Palliative care teams offer an added layer of support for individuals dealing with serious illnesses.
They provide physical, emotional, relational, and spiritual assistance throughout the patient’s journey, helping them to live as well as possible. Palliative care isn’t exclusively about helping patients die peacefully, but also involves supporting them from the beginning of their illness until the end.
As Robin Bennett Kanarek, a palliative care expert and advocate, points out, the word palliative originates from Latin, meaning “to cloak.” This image accurately reflects the comforting support that palliative care provides.
The primary goal of palliative care isn’t to convince patients to forego treatment and transition to hospice care. Rather, through honest, open, and unrushed conversations, palliative care teams assist patients in making treatment decisions that align with their desired quality of life. This may involve fighting to prolong life using all available treatments.
More support is needed for patients
It’s hard to imagine how difficult it must be for individuals suffering from chronic illnesses like cancer, dementia, ALS, Parkinson’s, and heart, lung, liver, and kidney disease. While it’s true that modern healthcare has allowed many people to live longer, it’s important to remember that this can also mean longer periods of debilitating illness and highly stressful living conditions.
As a compassionate and caring helper, there is a need for palliative care in these situations, and I’m here to support you in any way that
“Unlike other providers, palliative care experts train rigorously to care emotionally, spiritually, and physically for patients—and their loved ones—with distressing long-term diagnoses.

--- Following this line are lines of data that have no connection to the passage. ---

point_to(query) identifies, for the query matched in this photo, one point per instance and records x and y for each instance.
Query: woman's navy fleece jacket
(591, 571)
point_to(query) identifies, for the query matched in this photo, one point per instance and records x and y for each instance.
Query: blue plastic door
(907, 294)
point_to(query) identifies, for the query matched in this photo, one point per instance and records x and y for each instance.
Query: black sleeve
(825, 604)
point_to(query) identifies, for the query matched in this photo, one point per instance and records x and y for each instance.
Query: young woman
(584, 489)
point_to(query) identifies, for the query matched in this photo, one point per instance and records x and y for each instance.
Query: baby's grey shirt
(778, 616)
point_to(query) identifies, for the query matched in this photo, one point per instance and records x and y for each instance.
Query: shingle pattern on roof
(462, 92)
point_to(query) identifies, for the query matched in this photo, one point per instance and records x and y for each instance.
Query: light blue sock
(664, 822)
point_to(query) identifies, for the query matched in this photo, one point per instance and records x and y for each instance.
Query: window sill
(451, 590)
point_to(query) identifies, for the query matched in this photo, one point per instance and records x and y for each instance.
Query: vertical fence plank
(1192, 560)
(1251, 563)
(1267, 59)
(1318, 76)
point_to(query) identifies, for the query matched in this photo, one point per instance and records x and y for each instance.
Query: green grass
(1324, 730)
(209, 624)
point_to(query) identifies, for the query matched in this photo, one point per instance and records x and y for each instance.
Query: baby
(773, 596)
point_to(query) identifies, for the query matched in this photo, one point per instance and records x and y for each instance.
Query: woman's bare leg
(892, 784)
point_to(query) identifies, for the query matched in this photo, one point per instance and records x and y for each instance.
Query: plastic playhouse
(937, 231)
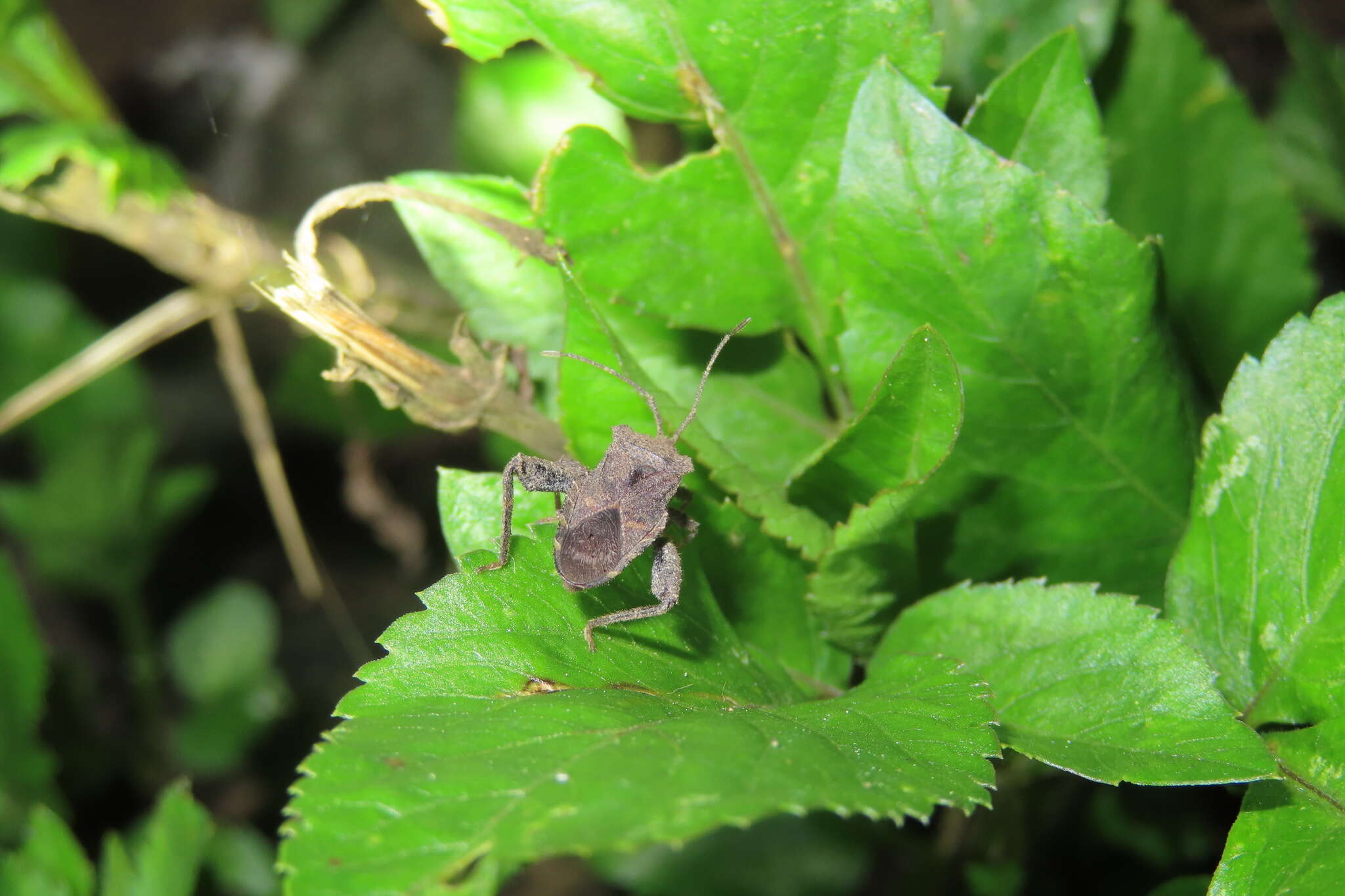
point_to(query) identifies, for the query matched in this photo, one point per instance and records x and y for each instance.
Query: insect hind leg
(665, 582)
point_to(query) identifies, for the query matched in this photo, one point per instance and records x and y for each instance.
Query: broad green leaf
(491, 730)
(124, 164)
(299, 20)
(903, 435)
(1042, 112)
(471, 511)
(1258, 580)
(41, 74)
(1075, 456)
(74, 517)
(739, 230)
(818, 855)
(50, 863)
(759, 417)
(1290, 834)
(860, 580)
(509, 297)
(984, 39)
(513, 110)
(26, 767)
(761, 586)
(223, 641)
(1191, 164)
(163, 857)
(1088, 683)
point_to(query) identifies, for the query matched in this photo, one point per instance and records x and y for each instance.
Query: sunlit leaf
(1090, 683)
(490, 729)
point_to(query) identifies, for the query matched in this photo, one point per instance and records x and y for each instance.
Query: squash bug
(613, 512)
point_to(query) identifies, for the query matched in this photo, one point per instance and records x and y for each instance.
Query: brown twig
(164, 319)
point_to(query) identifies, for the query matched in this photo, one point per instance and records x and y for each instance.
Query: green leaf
(41, 74)
(471, 513)
(903, 435)
(982, 41)
(1258, 578)
(1042, 112)
(739, 230)
(241, 860)
(1088, 683)
(26, 767)
(74, 517)
(1290, 834)
(513, 110)
(761, 416)
(124, 164)
(491, 730)
(50, 861)
(818, 855)
(299, 20)
(223, 641)
(1075, 456)
(164, 856)
(1192, 164)
(761, 586)
(871, 565)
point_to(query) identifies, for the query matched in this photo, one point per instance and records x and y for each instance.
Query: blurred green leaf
(123, 163)
(1290, 834)
(1309, 154)
(513, 110)
(904, 433)
(984, 39)
(1042, 112)
(1193, 165)
(470, 511)
(241, 861)
(818, 855)
(26, 766)
(163, 857)
(868, 568)
(222, 641)
(1075, 456)
(1088, 683)
(41, 74)
(761, 416)
(491, 730)
(50, 863)
(1256, 580)
(509, 297)
(299, 20)
(74, 519)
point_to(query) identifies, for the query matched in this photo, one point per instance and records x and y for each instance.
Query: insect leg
(666, 584)
(535, 475)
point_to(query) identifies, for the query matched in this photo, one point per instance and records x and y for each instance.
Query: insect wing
(588, 551)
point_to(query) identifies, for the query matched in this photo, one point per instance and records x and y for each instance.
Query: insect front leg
(536, 475)
(665, 582)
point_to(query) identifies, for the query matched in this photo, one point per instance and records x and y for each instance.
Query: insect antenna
(699, 389)
(649, 399)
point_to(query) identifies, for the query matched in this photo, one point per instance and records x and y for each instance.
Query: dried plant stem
(164, 319)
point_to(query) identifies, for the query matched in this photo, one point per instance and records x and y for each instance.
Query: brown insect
(613, 512)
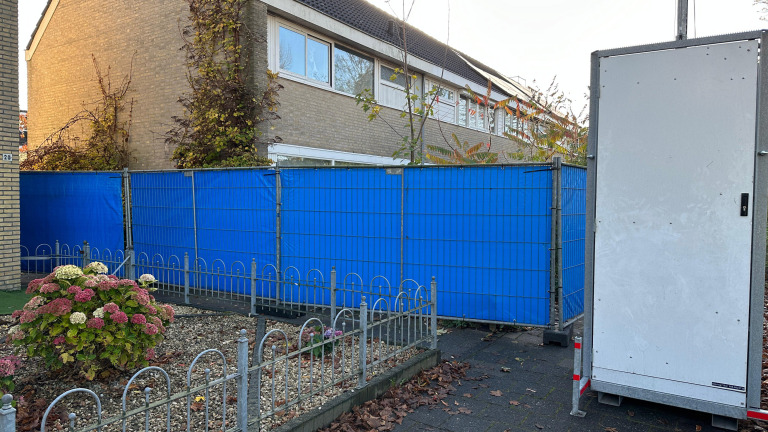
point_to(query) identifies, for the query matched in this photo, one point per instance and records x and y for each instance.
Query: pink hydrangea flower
(84, 295)
(34, 285)
(150, 329)
(57, 307)
(138, 319)
(119, 317)
(107, 285)
(169, 312)
(28, 316)
(49, 288)
(95, 322)
(127, 282)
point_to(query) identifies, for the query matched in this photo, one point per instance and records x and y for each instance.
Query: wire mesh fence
(485, 232)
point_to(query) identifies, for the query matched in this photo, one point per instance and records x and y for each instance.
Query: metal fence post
(558, 187)
(56, 254)
(433, 312)
(242, 387)
(253, 286)
(333, 294)
(186, 278)
(553, 252)
(86, 253)
(130, 265)
(363, 344)
(278, 227)
(7, 414)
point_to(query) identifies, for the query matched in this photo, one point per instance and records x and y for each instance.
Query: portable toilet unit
(676, 226)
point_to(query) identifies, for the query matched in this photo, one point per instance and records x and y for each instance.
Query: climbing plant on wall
(223, 115)
(95, 139)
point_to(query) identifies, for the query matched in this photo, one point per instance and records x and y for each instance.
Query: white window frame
(292, 150)
(307, 36)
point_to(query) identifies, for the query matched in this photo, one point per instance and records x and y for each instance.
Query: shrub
(85, 319)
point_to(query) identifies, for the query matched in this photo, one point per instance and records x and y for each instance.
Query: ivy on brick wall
(223, 114)
(106, 123)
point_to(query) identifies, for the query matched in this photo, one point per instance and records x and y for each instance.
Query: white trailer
(676, 226)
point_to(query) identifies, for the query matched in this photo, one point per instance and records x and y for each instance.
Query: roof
(375, 22)
(37, 26)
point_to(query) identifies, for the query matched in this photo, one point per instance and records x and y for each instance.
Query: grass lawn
(11, 301)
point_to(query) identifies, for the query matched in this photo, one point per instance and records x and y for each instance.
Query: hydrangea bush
(91, 321)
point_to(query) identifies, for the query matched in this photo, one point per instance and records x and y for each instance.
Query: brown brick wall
(61, 79)
(61, 76)
(9, 144)
(315, 117)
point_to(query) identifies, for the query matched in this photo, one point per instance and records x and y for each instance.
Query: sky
(536, 40)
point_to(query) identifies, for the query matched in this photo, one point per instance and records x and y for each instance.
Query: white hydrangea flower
(98, 267)
(77, 318)
(68, 272)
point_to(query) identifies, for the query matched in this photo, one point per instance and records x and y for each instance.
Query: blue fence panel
(226, 224)
(485, 234)
(574, 211)
(71, 208)
(347, 218)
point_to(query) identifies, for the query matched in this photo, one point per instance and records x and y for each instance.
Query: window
(444, 106)
(303, 55)
(475, 115)
(392, 91)
(353, 73)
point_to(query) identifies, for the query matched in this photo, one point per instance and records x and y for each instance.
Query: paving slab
(538, 379)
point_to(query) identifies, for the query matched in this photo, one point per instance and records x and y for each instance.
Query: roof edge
(42, 24)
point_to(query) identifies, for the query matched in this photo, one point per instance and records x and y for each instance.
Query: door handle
(745, 204)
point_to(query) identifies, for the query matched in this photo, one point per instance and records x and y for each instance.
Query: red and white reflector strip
(585, 387)
(757, 414)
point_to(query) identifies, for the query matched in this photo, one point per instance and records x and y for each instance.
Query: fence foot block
(556, 337)
(609, 399)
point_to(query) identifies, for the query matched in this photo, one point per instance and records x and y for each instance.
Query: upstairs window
(353, 72)
(304, 55)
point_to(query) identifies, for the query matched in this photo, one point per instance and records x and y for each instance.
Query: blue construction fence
(483, 232)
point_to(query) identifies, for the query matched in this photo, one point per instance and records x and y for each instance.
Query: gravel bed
(186, 338)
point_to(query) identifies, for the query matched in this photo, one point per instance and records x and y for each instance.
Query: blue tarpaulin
(70, 208)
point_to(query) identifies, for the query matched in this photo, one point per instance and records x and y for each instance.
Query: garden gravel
(194, 331)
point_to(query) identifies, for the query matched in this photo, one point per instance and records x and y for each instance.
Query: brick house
(325, 51)
(9, 146)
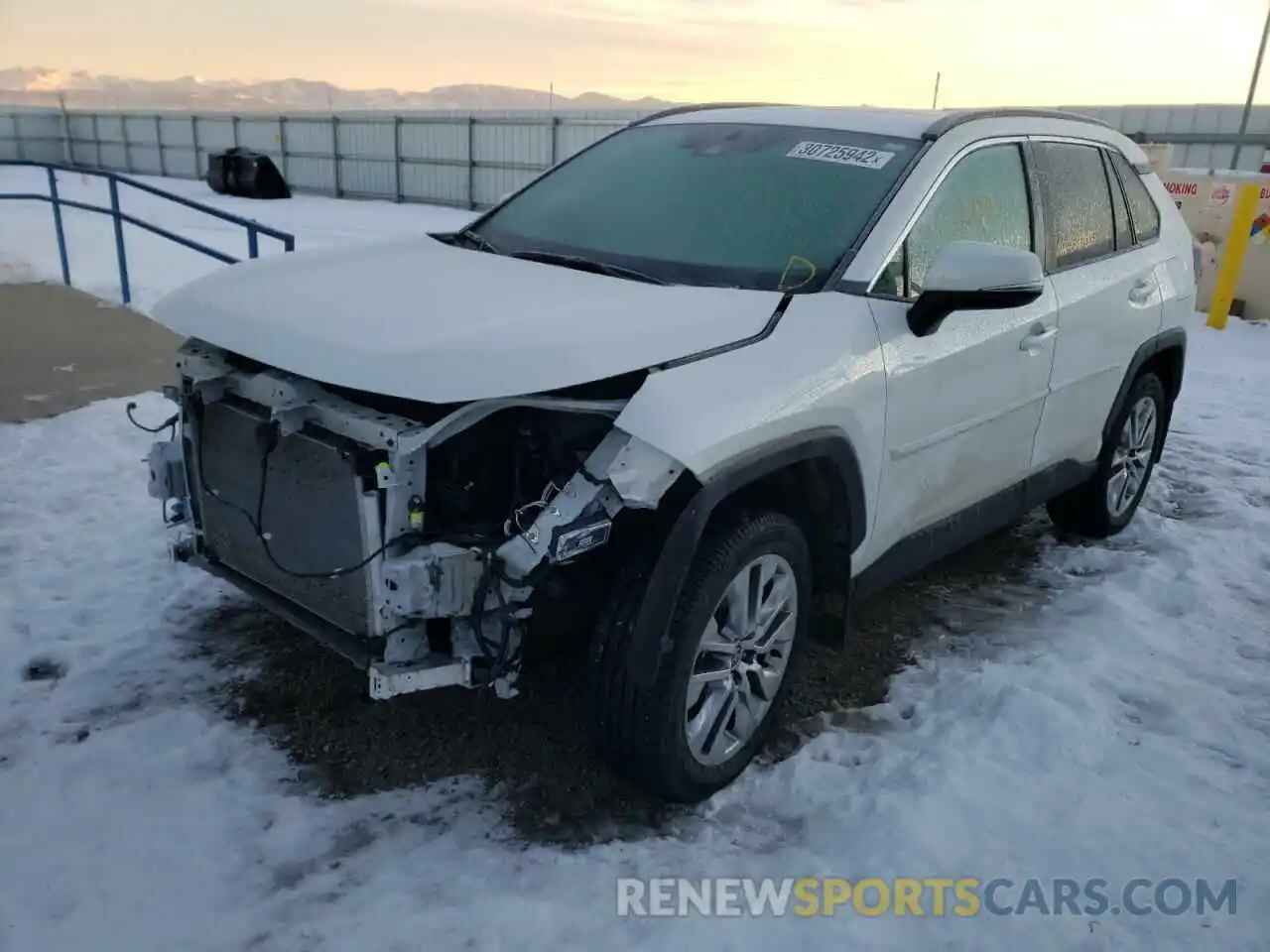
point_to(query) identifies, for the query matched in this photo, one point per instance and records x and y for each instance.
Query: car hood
(423, 320)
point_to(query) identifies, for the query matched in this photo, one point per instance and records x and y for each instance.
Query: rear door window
(1080, 221)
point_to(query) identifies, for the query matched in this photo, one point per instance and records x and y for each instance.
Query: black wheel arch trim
(649, 644)
(1171, 339)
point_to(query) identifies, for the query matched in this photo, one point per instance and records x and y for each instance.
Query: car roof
(903, 123)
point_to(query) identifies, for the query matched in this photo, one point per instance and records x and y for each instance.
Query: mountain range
(36, 85)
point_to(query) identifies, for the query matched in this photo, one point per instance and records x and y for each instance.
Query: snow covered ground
(1118, 729)
(28, 241)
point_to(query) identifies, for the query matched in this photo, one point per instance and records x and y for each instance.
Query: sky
(883, 53)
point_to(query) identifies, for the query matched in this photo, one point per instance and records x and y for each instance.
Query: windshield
(734, 204)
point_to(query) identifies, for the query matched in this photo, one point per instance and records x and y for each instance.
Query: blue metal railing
(254, 229)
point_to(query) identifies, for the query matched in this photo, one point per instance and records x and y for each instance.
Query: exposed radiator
(312, 513)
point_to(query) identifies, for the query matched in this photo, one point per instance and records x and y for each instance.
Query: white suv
(691, 391)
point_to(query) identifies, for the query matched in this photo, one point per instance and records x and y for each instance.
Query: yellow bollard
(1232, 255)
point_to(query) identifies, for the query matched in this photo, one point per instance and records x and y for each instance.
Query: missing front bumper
(344, 489)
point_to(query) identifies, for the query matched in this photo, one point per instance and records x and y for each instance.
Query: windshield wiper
(587, 264)
(476, 240)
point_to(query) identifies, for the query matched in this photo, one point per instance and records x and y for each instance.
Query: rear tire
(735, 638)
(1106, 503)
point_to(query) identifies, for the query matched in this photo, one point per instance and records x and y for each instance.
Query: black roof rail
(698, 107)
(947, 123)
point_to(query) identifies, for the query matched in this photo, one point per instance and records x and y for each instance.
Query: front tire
(735, 635)
(1106, 503)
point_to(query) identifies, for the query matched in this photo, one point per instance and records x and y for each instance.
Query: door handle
(1034, 341)
(1142, 291)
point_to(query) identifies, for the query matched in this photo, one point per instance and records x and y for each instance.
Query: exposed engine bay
(416, 539)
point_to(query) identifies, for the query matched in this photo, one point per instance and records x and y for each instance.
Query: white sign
(841, 155)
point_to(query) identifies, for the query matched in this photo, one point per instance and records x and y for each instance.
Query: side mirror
(974, 276)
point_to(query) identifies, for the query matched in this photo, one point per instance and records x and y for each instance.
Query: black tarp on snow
(246, 175)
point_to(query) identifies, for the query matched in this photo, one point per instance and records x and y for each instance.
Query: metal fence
(467, 160)
(460, 159)
(252, 229)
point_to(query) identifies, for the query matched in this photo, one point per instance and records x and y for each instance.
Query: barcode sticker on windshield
(842, 155)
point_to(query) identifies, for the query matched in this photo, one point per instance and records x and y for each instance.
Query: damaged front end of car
(413, 538)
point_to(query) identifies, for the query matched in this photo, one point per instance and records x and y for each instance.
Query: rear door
(1106, 278)
(962, 403)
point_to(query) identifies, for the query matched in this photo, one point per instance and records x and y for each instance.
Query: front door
(962, 404)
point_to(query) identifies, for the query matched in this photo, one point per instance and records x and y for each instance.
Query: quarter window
(1142, 206)
(1079, 217)
(983, 198)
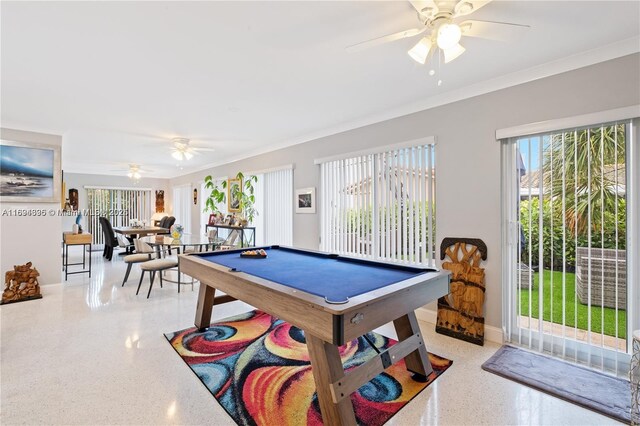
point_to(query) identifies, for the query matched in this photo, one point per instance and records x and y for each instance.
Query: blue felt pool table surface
(334, 278)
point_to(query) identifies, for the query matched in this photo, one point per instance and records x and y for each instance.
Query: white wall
(467, 154)
(32, 239)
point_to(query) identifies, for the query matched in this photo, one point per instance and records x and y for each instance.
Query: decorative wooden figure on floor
(461, 312)
(21, 284)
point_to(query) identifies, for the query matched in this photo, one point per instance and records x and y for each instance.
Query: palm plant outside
(586, 169)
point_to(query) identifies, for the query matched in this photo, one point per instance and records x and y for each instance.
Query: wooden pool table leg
(327, 368)
(206, 295)
(418, 360)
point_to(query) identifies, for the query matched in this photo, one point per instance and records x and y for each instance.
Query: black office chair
(110, 240)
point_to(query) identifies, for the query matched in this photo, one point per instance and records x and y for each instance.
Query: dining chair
(156, 265)
(142, 255)
(110, 240)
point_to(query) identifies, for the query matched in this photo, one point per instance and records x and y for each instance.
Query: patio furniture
(110, 240)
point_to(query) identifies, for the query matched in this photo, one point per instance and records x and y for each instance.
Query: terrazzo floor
(93, 353)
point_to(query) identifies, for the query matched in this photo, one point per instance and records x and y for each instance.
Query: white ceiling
(119, 79)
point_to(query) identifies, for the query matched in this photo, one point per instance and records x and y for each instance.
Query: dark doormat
(597, 391)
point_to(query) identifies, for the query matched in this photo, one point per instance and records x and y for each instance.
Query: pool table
(334, 299)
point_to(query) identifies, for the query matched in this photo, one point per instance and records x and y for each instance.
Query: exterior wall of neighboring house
(467, 154)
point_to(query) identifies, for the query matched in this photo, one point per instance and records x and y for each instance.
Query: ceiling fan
(182, 150)
(442, 23)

Most palliative care patients eventually die from their disease, but often after years of living with the condition and receiving disease-focused treatment,” according to the latest notes.
“Teams providing supportive care, another term for palliative care, specialize in walking the entire journey with patients and their loved ones up through their final days when they transition to hospice. Hospice is indeed end-of-life care, but palliative care as a whole offers a wider scope.”
The advantages of palliative care are remarkable. It can help patients live better and longer, enabling them to spend more time with their loved ones. The crucial factor is to initiate supportive care sooner rather than later.
According to the authors of a study, for palliative care services to have a significant impact on patients’ quality of life and end-of-life care, it is necessary to provide them earlier in the disease’s course.
Dr. Pantilat and other supportive care specialists define “early” as “at the time of diagnosis.”